City of the future
"You know you're in Bangalore, you know you're in the Silicon Valley of India, when you go to play golf and the caddy on the first tee says you can either aim at the Microsoft building or the IBM building. You know you're in Bangalore when you see the Pizza Hut advertisement says 'gigabytes of taste'," famously said the US journalist Thomas Friedman in 2004. Ever since, reams have been written on outsourcing, the software boom and the rise of the uber-smart, uber-rich new technogeeks of Bangalore. But whatever happened to the other Bangalores, the ones that shun the arc lights that the outsourcing world shines upon the city? What happened to the Bangalore that lives in its crowded markets, or the one that lives in the shaded avenues of its genteel old suburbs?
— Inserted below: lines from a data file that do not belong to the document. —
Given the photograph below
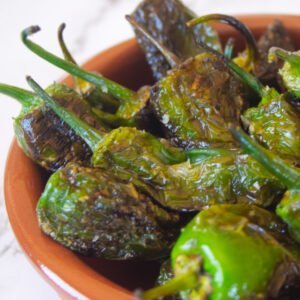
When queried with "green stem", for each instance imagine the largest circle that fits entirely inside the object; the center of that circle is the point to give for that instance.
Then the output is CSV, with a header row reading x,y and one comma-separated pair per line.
x,y
288,56
171,58
105,85
252,51
245,77
23,96
91,136
198,155
228,49
62,44
175,285
288,175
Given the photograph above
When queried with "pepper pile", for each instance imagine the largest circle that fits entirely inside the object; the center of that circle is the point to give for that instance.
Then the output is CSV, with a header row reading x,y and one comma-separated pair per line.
x,y
219,206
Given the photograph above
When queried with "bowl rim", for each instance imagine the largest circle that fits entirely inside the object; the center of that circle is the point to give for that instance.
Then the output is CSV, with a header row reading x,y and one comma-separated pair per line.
x,y
64,282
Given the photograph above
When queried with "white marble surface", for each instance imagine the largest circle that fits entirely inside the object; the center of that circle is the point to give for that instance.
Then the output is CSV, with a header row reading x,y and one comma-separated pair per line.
x,y
92,25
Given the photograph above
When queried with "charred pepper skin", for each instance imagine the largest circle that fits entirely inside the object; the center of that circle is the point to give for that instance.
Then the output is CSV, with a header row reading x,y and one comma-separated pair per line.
x,y
225,178
275,124
276,35
289,206
196,101
166,21
46,139
91,212
242,251
165,172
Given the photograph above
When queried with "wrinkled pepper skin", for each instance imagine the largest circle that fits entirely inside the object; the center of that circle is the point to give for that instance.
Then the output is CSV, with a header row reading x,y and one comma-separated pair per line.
x,y
46,139
93,213
245,251
167,173
276,35
196,101
166,21
185,186
275,124
289,206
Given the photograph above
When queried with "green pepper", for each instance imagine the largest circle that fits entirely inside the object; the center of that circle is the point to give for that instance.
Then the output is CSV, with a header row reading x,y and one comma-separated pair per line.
x,y
290,72
88,91
41,134
165,20
207,177
194,118
94,213
200,90
275,35
246,62
274,122
232,252
289,207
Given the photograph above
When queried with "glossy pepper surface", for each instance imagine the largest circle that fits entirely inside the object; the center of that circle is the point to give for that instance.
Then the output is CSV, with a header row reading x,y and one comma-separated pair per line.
x,y
166,22
209,176
289,206
232,252
92,212
46,139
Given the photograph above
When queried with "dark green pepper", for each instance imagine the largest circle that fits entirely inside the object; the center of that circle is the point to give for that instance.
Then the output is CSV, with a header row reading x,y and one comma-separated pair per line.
x,y
251,56
232,252
290,72
289,207
92,212
214,176
165,20
275,35
274,122
88,91
197,117
42,135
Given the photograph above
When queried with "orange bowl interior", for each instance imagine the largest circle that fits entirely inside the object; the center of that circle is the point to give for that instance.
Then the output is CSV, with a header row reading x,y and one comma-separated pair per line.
x,y
70,274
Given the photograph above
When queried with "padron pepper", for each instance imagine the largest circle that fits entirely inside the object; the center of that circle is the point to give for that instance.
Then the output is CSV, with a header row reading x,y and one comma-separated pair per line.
x,y
195,102
91,93
177,179
197,99
94,213
166,21
233,252
43,137
289,206
274,122
290,72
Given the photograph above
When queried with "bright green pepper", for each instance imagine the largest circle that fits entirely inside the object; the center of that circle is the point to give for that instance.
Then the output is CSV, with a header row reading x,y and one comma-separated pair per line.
x,y
232,252
208,177
91,212
41,134
195,117
289,207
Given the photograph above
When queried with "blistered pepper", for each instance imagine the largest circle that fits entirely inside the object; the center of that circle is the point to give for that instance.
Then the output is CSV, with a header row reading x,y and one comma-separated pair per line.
x,y
232,252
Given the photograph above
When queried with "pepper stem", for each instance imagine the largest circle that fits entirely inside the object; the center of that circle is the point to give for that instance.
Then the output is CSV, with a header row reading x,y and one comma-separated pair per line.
x,y
91,136
182,282
105,85
252,51
245,77
288,175
288,56
228,49
23,96
171,58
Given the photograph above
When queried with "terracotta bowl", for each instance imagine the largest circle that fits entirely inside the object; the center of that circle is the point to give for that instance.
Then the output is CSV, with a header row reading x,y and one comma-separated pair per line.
x,y
72,275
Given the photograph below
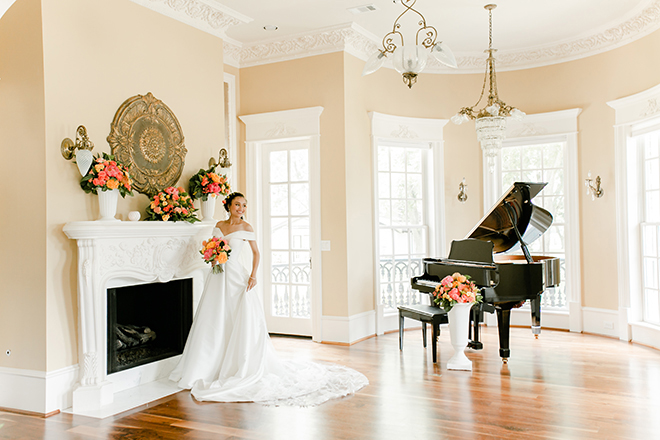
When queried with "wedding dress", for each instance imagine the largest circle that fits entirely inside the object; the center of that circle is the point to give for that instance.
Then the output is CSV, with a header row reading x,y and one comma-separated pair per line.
x,y
229,356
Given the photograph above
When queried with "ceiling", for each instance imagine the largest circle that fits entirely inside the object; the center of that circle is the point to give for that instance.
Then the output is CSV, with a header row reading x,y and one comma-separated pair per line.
x,y
527,33
462,24
545,31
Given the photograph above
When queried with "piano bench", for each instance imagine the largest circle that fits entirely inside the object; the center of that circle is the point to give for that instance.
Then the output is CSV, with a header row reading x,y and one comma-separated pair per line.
x,y
425,314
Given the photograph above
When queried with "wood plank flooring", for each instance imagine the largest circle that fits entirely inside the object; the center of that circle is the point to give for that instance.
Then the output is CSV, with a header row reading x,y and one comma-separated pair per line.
x,y
561,386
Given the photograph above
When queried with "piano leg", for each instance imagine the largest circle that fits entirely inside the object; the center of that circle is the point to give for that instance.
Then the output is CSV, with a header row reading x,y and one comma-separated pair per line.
x,y
535,305
473,342
434,340
503,325
401,318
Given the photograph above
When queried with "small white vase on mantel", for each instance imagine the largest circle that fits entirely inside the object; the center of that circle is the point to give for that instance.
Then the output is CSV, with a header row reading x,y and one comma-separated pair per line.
x,y
459,322
108,204
208,209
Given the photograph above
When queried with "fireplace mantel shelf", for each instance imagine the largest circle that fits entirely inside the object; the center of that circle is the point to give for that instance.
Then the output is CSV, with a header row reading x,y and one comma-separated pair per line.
x,y
120,229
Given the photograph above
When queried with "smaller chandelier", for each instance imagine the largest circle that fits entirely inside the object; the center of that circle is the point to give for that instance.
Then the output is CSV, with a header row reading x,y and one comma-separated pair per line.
x,y
410,60
490,121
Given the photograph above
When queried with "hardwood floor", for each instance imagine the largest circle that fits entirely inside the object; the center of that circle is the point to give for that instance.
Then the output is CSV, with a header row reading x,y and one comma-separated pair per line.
x,y
561,386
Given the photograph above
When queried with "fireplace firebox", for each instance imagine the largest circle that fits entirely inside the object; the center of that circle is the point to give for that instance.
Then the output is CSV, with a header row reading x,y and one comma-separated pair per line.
x,y
147,323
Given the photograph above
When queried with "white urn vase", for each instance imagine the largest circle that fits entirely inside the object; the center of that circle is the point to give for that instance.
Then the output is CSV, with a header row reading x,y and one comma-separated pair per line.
x,y
459,322
108,204
208,210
Bangalore is unique among all major Indian cities for its very special history. For almost 150 years, the city was actually two cities, each with its own administration, and following entirely separate growth trajectories. The cantonment, established in 1809, was administered by the British; while the western part of the city, including the Fort and, later, suburbs such as Basavanagudi and Malleswaram, were under the rule of the Mysore maharajas. Naturally, the different histories of the two parts of the city left distinct impressions on the populations in these two areas. With the setting-up of the cantonment during the first decade of the 19th century, the area experienced in-migration from neighbouring regions, especially of Tamil-speakers, who came in both as soldiers in the Madras regiments, and as suppliers and contractors to the British Indian Army. It was only in 1949 that the city was united under a common municipal corporation.